Flow eviction and LFT/UFT lifecycle rework#990
Conversation
42acc3e to
7d0fd8b
Compare
This PR reworks the LFT/UFT lifecycle so that inbound/outbound entries are correctly bound by a single lifetime, and so that a slowpath packet tracks all LFTs which were used in its handling. We then associate this list of LFTs with the flow UFT, and the TCP flow entry if created. This allows us to correctly keep LFTs alive so long as a UFT/TCP entry refers to them. This has been a longstanding bug. The new and really useful feature is that this allows us to remove all related and dependent entries when we deliberately evict an LFT to make space for a new flow. An expiry policy for any table can now also specifiy an "eviction priority" for a given flow. Generally speaking most flows are unevictable so long as they are well-behaved, but the main issue is that we need information from elsewhere to *know* when we can make this determination. How we tackle this is by looking at all descendent flows which rely on a given flow. Most will state no preference on the flow lifecycle, but the TCP flow entry can return a non-zero priority when inactive in a given state for too long. Closes #986. Closes #788. Closes #789.
7d0fd8b to
c8bfdd9
Compare
7711592 to
2b7de6d
Compare
d09ad98 to
b1fb3c2
Compare
f37152d to
1df13fe
Compare
|
From what I can tell this appears to have the same throughput on |
rcgoodfellow
left a comment
There was a problem hiding this comment.
Thanks for putting this together @FelixMcFelix. Questions and comments follow.

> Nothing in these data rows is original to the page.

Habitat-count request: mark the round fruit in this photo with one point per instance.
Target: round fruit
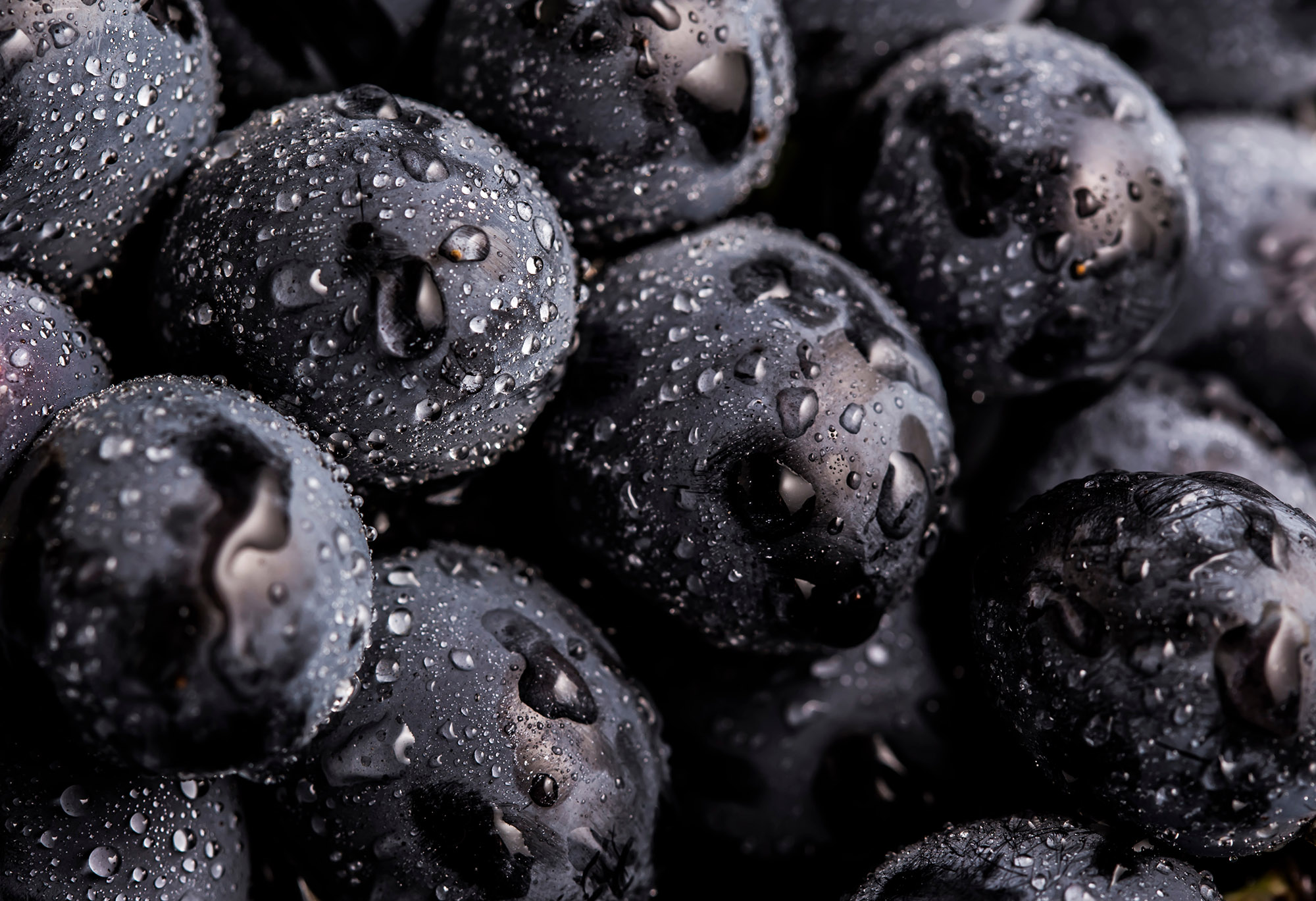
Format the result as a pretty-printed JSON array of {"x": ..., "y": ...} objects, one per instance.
[
  {"x": 494, "y": 750},
  {"x": 753, "y": 439},
  {"x": 843, "y": 45},
  {"x": 842, "y": 750},
  {"x": 1150, "y": 636},
  {"x": 1206, "y": 53},
  {"x": 102, "y": 107},
  {"x": 48, "y": 360},
  {"x": 188, "y": 573},
  {"x": 644, "y": 116},
  {"x": 76, "y": 831},
  {"x": 1034, "y": 859},
  {"x": 1251, "y": 285},
  {"x": 1027, "y": 199},
  {"x": 1163, "y": 421},
  {"x": 384, "y": 272}
]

On the #986 front, while this PR does not introduce the provisional table we discussed, it looks like it does satisfy properties (1) and (2) from that ticket and therefore would satisfy the intent of the ticket. For (1) we only mark connections as eligible for eviction if the last hit is older than the TTL for the connection state they are in. For (2) the priority based eviction seems to cover that, but I have some questions on how it's implemented below.
| // should be immune to timer-driven expiry. They are *not* immune to | ||
| // explicit eviction. | ||
| // | ||
| // We don't arrange the UFT as a parent of the TCP flow entry because |
There was a problem hiding this comment.
Just food for thought, I wonder if the three way relationship between UFT/LFT/TFT is more trilateral in nature than parent/child. E.g. we just want to have the three way associations in place through pointers to be able to have policy over all three that may evolve over time and make the parent/child relationship less of a thing.

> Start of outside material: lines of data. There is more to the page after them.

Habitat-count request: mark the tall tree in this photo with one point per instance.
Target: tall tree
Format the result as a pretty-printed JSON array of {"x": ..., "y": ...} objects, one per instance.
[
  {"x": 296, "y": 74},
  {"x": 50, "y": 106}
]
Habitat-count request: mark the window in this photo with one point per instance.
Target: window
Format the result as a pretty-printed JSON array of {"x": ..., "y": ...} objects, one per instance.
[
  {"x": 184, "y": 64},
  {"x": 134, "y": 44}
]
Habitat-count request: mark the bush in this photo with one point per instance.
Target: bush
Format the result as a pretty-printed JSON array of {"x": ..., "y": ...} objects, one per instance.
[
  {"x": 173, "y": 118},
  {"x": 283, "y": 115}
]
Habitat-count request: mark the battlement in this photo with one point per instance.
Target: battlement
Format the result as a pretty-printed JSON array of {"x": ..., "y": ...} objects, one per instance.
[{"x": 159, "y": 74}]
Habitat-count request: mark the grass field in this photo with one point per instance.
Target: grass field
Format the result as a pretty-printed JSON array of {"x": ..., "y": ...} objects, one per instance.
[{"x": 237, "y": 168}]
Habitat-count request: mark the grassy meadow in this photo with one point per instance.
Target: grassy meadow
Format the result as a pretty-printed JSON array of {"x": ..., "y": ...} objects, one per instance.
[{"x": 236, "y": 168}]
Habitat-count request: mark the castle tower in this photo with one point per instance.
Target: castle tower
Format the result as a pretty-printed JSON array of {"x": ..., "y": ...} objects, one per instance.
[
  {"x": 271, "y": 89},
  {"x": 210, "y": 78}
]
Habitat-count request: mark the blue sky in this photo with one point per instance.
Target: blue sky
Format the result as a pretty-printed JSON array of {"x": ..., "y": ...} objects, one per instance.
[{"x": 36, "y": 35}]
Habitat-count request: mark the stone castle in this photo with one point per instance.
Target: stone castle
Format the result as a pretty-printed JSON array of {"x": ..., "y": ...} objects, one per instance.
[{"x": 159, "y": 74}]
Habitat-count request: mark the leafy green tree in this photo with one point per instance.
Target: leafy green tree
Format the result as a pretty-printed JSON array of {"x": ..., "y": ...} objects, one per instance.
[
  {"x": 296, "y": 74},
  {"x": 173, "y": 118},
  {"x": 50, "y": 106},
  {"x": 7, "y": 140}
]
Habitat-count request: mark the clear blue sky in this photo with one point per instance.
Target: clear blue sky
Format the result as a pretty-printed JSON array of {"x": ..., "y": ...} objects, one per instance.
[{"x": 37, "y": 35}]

There was a problem hiding this comment.
Possibly, yeah. At least for now I'm trying to keep something DAG-shaped so that we don't end up with any resource leaks or entry n-tuples ending up with an infinite lifetime because something always depends on them.
I think one thing I was maybe getting at but ended up not implementing is that perhaps UFTs are always evictable, but they somehow don't pass that trait onto their parent LFTs. Part of doing that would be that the TCP state isn't invalidated if the UFT disappears, which the current parent/child model allows for. Making that would have probably added yet more complexity for something we really ought to measure (i.e., there's not as much need if all the table sizes are the same).
| Direction::Out => &mut inner.outbound_parents, | ||
| }; | ||
|
|
||
| core::mem::swap(new_parent_slot, &mut parents); |
There was a problem hiding this comment.
What happens if the reaper runs when the parent/child lists are potentially inconsistent between the parent vec swap here and the child addition/removals below? (or other threads that may hit this inconsistent window, consecutive slowpath packets on the same flow?)
There was a problem hiding this comment.
The port itself is wrapped in a KRwLock. Any slowpath hit, or access by the cleanup callback / reaper can only operate on the port and its tables within an exclusive write().
I'll add a comment advertising that we'll need to be more aware of this when we inevitably rethink the locking strategy here at some point.
| // quickly, but leave them in place for the ~120s when we are | ||
| // not under pressure. | ||
| a if a > self.incipient_ttl.as_milliseconds() => { | ||
| Some(EvictionPriority::Evictable(NonZeroU16::MIN)) |
There was a problem hiding this comment.
For flows that are beyond the TTL, should the priority reflect how far beyond the TTL they are, something like the delta in milliseconds so the flows furthest beyond their TTL get evicted first? Same question for line 3182 below.
There was a problem hiding this comment.
Good point. I've made the logic here for misbehaving flows take a linear interpolation across between the evictable time and expiry time to capture this and the below comment:
NonZeroU16::MINis reserved for established flows which are getting long in the tooth. In this caselast_hit - current_timewill always reflect distance from the TTL.[NonZeroU16::MIN + 1, NonZeroU16::MAX - 1]for the other states.NonZeroU16::MAXfor the closed state.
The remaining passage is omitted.